"Whom Do We Copy?"
April 9, 2011
(Jesus said) "My sheep hear My voice, and I know them, and they follow Me." John 10:27
Most folks seem to like stories about presidents, so a short one about Calvin Coolidge, one of my favorite presidents, might be allowed.
Shortly after Coolidge occupied the White House, he invited some of his old, Vermont friends to dine with him.
Knowing that living in their little hamlet had hardly prepared them for the upscale manners expected in Washington and White House society, the locals were worried.
After hours of discussing how to avoid causing themselves any embarrassment at the table, they decided the best plan of action would be to do everything silent Cal did.
Their plan was an admirable one and they succeeded in copying him most successfully. Indeed, the entire meal passed without incident until coffee was served.
When Coolidge poured his coffee into a saucer, his guests did the same. When the president added some sugar and cream, the visitors did likewise.

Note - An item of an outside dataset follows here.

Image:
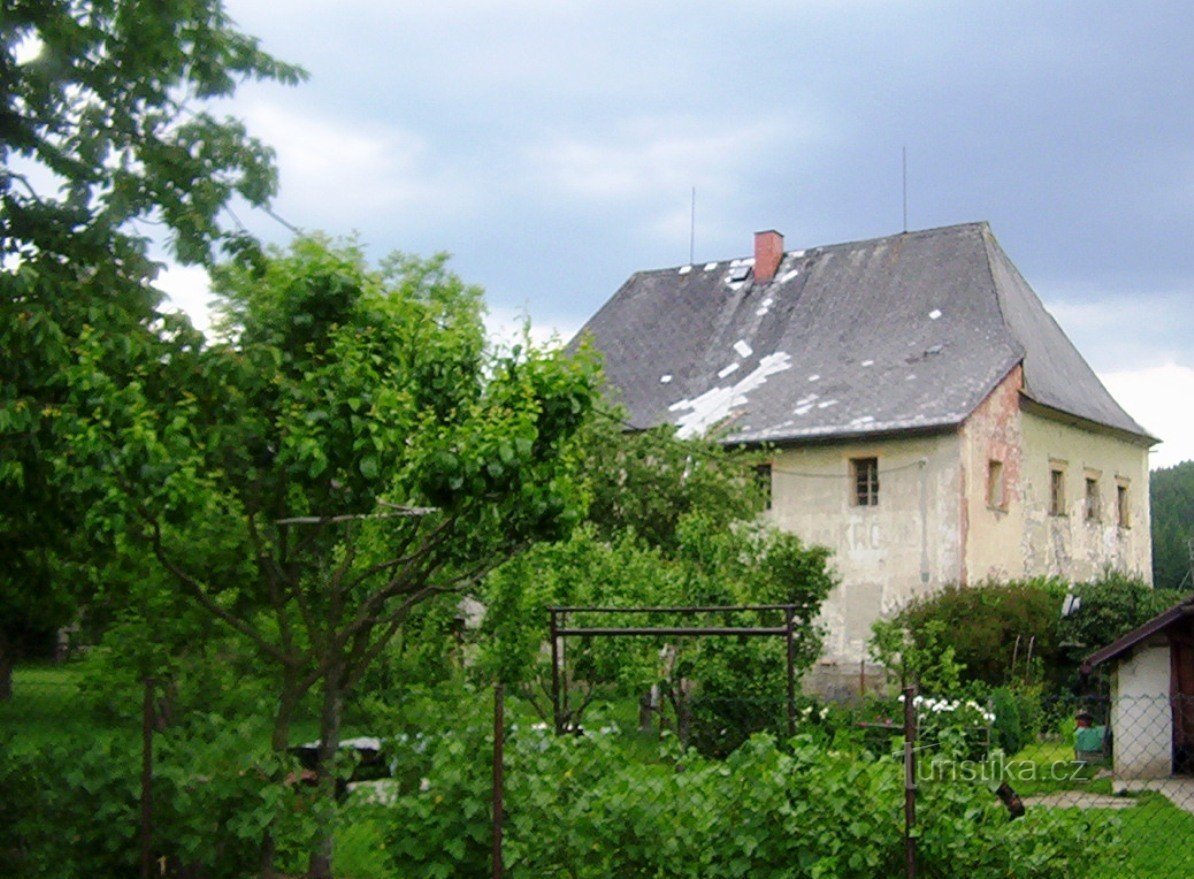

Then Coolidge leaned over and put the coffee-filled saucer on the floor for the cat.
From what I can see, there are an awful lot of people who have done the same sort of thing in their lives.
They copy someone until it gets them into trouble.
Many solid, sensible citizens in Germany copied Hitler, but doing so got them into trouble. Teens vie with each other to successfully emulate the latest movie, sports or rock star, but that can often be a dead end.
And I suppose we adults do the same -- just maybe in a different way.
This is why it's important for us to be selective in our choice of the people we wish to emulate.
Maybe that's why Jesus -- knowing us better than we know ourselves -- said we should follow Him. Truly, His loving and caring nature is an example without equal. His willingness to offer His life as the ransom for His wayward brothers and sisters is unprecedented in history.
And although we never can copy any of Jesus' divine qualities, we can do our best to follow in His human footsteps. If we do, I'm sure at the end of our lives we won't have any regrets.
And can you say, "No regrets," if you were to follow after anyone else?
From a devotion originally written for "By the Way"
THE PRAYER: Dear Lord Jesus, for all that You and You alone could do for humanity, I give thanks. Now may I, as much as my sinful human limitations will allow, do my best to walk in the paths where You lead. May I follow You. This I ask in Your Name. Amen.